Grating-based differential phase-contrast imaging is discussed in more detail e.g. in Weitkamp et al, “X-ray phase imaging with a grating interferometer”, Optics Express, Vol. 12, No. 16, 8 Aug. 2005 and Pfeiffer et al, “Phase retrieval and differential phase-contrast imaging with low-brilliance X-ray sources”, nature physics, Vol. 2, April 2006.
There are also a plurality of variations of the basic method, including variations to the grating configurations. Some of them are discussed in US 2011/0013743, US 2012/0057676 and US 2010/0246764. The last one of these describes a simplified fabrication method of an absorption source grating placed between the x-ray source and the object to be imaged, to improve the coherence of non-coherent X-ray sources. In addition, WO 2011/157749 discloses an inclining phase grating placed between the object and detector and having the advantage that it is suitable for different setups, energies, distances etc. without a need of making new gratings for every new setup. WO 2011/096584, on the other hand, discloses a “phase stepping” method where information about the shifts of interference fringes due to the refraction in the object is obtained by inclining or rotation of a grating in front of the detector.

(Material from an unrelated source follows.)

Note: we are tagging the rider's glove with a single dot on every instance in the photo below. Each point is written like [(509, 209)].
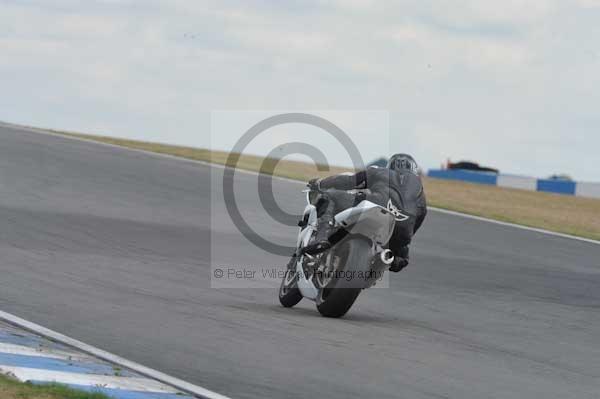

The proposed variations still necessitate the use of a highly absorbing grating in front of the detector and therefore suffer from at least some of the same problems as the basic method. In addition, the contrast of the resulting images is not optimal, since the background image resulting from rays penetrating the absorption grating is still strong. Moreover, signal to noise ratios could be better. Also radiation doses are relatively high due to the low x-ray energies that need to be used.
In addition, the method does not provide a readily obtained phase contrast image. The object-phase-related image needs to be reconstructed (numerically) from a plurality of digital images.
Thus, there is a need for improved x-ray imaging methods and apparatuses.